Because an infinitive adjective phrase doesn't need to go on a horizontal line, it doesn't use the "raised
platform" method that infinitive noun phrases use. Instead, they are placed under the nouns they modify,
connected by diagonal lines the way other modifiers are. Your first instinct will be to say that "many species" is
the direct object and "to migrate large distances" answers the question "How does it lead them." And you'd be
right. The causative verbs can be thought of in this way as well, but, again, it's merely convention that they
must be rendered with indirect objects and prepositional phrases as direct objects. Another way to think of the
infinitive phrase "to migrate large distances" is that it answers the question, "What are many species lead to
do?" Phrased this way, we expect the answer to be a noun, and that's what we get:
Adverb Infinitive Phrases
Adverb infinitives are the most difficult to classify, even though they're not difficult to recognize. This is because
the common adverb has, not one, but three modifying functions. It can modify verbs, as in "walks further"; it
can modify adjectives, as in "takes a slightly inconvenient route"; and it can modify other adverbs, as in "walks
even further." The way to identify if an infinitive is behaving as an adverb is to determine if, in the sentence, it
answers the adverb questions "How?", "How much?" or "When?"
MODIFYING A VERB
Emergency Room physicians struggle to prevent their own depression and burnout.
The infinitive phrase, "to prevent their own depression and burnout" answers the question "Struggle how?"
"Struggle" is an intransitive verb, so a word modifying a verb is always going to be an adverb. The infinitive "to
prevent" is derived, not from an intransitive verb, but a transitive one, so it takes a predicate object, "depression
and burnout." The entire infinitive phrase, then, modifies the verb "struggle" and is therefore adverbial.
MODIFYING AN ADJECTIVE
Forced to make difficult life-and-death decisions, an E.R. physician is more prone to depression.
The infinitive phrase, "to make difficult life-and-death decisions" answers the question "Forced how?" "Forced"

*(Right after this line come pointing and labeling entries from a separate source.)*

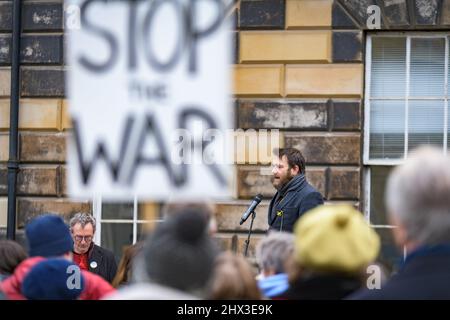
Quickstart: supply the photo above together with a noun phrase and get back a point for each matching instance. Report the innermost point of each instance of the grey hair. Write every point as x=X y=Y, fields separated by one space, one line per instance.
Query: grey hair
x=83 y=219
x=418 y=196
x=273 y=251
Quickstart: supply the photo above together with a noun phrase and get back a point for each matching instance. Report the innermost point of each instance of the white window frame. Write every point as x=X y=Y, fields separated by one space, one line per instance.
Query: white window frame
x=367 y=99
x=368 y=163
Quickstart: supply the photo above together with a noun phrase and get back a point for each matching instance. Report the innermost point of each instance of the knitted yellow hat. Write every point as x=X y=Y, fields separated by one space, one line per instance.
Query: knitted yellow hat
x=335 y=238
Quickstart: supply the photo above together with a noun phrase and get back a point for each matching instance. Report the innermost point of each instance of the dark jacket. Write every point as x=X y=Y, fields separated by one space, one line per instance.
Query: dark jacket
x=322 y=287
x=424 y=275
x=293 y=200
x=103 y=263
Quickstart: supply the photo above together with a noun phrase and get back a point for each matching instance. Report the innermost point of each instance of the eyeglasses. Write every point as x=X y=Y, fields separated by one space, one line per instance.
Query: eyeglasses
x=86 y=238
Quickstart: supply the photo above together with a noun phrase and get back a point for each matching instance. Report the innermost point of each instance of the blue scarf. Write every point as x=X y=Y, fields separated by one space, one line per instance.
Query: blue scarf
x=274 y=285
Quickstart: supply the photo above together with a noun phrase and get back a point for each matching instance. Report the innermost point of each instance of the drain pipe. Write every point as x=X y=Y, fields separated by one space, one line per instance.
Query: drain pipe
x=13 y=162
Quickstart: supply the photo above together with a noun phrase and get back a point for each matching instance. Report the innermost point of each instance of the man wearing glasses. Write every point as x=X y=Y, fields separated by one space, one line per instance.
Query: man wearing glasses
x=86 y=254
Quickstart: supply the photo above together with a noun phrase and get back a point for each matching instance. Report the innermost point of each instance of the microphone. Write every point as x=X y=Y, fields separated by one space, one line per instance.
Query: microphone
x=251 y=208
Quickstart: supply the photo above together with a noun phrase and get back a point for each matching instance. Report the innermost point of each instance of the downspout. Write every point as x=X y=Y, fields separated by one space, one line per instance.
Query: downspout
x=13 y=162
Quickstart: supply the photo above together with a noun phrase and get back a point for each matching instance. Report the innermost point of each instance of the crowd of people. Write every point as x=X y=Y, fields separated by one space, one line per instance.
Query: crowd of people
x=322 y=254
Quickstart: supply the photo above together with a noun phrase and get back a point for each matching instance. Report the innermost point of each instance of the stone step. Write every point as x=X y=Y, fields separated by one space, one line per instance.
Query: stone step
x=228 y=216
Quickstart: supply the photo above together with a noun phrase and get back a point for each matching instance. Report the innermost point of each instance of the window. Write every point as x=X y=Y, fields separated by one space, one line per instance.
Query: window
x=122 y=224
x=406 y=105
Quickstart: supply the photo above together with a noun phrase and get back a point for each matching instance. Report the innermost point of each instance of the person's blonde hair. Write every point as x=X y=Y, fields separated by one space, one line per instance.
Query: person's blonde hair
x=124 y=271
x=233 y=278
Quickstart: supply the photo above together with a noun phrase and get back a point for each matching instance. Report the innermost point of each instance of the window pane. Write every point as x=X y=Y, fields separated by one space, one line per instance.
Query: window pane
x=426 y=123
x=378 y=178
x=117 y=211
x=143 y=229
x=427 y=67
x=387 y=129
x=116 y=236
x=448 y=126
x=388 y=77
x=149 y=211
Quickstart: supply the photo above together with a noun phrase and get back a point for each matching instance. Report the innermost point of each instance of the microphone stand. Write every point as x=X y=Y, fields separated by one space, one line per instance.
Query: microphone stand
x=247 y=242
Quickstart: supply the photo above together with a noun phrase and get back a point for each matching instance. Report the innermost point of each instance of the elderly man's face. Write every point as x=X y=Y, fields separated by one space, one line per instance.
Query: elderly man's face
x=82 y=237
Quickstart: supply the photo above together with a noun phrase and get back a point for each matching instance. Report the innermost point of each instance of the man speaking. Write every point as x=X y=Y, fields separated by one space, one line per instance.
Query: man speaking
x=295 y=195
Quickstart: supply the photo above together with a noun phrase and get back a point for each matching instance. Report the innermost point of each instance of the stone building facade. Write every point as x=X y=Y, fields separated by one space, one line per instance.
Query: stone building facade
x=300 y=67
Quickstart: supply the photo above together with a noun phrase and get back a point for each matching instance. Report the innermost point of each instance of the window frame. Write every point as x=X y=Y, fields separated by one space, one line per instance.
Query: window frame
x=97 y=202
x=369 y=163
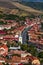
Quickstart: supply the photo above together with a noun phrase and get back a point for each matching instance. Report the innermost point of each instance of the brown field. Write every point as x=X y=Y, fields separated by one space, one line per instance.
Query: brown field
x=26 y=8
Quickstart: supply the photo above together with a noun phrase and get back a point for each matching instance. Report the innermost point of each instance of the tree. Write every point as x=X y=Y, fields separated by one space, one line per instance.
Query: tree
x=40 y=55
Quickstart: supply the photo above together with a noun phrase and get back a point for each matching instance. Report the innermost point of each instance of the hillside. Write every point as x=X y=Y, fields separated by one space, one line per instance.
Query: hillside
x=18 y=8
x=26 y=8
x=35 y=5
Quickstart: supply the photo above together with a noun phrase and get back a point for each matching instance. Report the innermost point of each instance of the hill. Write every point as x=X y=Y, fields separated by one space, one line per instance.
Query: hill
x=19 y=8
x=35 y=5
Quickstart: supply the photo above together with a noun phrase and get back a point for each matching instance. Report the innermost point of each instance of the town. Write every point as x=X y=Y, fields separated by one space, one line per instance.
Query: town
x=21 y=40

is a past participle modifying "E.R. physician." A past participle is a kind of adjective, so a word modifying an
adjective is always going to be an adverb. The infinitive "to make" clearly modifies an adjective and is
therefore an adverbial infinitive phrase.
For a change, the rules for diagramming an adverbial infinitive modifying an adjective are simple and intuitive.
No, really. Just extend a zig-zag line from the diagonal line containing the adjective, and "hang" the infinitive
phrase from it as you would a bird-feeder. Then, sit back and enjoy whatever wisdom the birds start bringing.
MODIFYING AN ADVERB
Just as an adverb modifying an adverb is far less common, an adverbial infinitive modifying an adverb is less
common, but it happens enough to warrant mention. In fact, the sentence I just wrote contains an adverbial
infinitive phrase modifying an adverb: "it happens enough to warrant mention." The word "enough" is an
adverb modifying "happens," and "to warrant mention" modifies the degree of "enough." Any word modifying
an adverb must, itself, be an adverb, so an infinitive phrase modifying one must be an adverbial infinitive.
Here's another example:
Many progressive social programs aren't funded sufficiently to make any real difference.
As can be seen from the example, the infinitive phrase "to make any real difference" follows on the heels of the
adverb "sufficiently." It answers the question "How sufficiently?" which is typical of most adverbs modifying
other adverbs: they describe degree or intensity. Words like "more," "less," "enough," "adequately" and, yes,
"sufficiently" are the most commonly occurring of these.
The rules for diagramming an adverbial infinitive phrase that modifies an adverb are virtually no different from
those governing an adverbial infinitive modifying an adjective.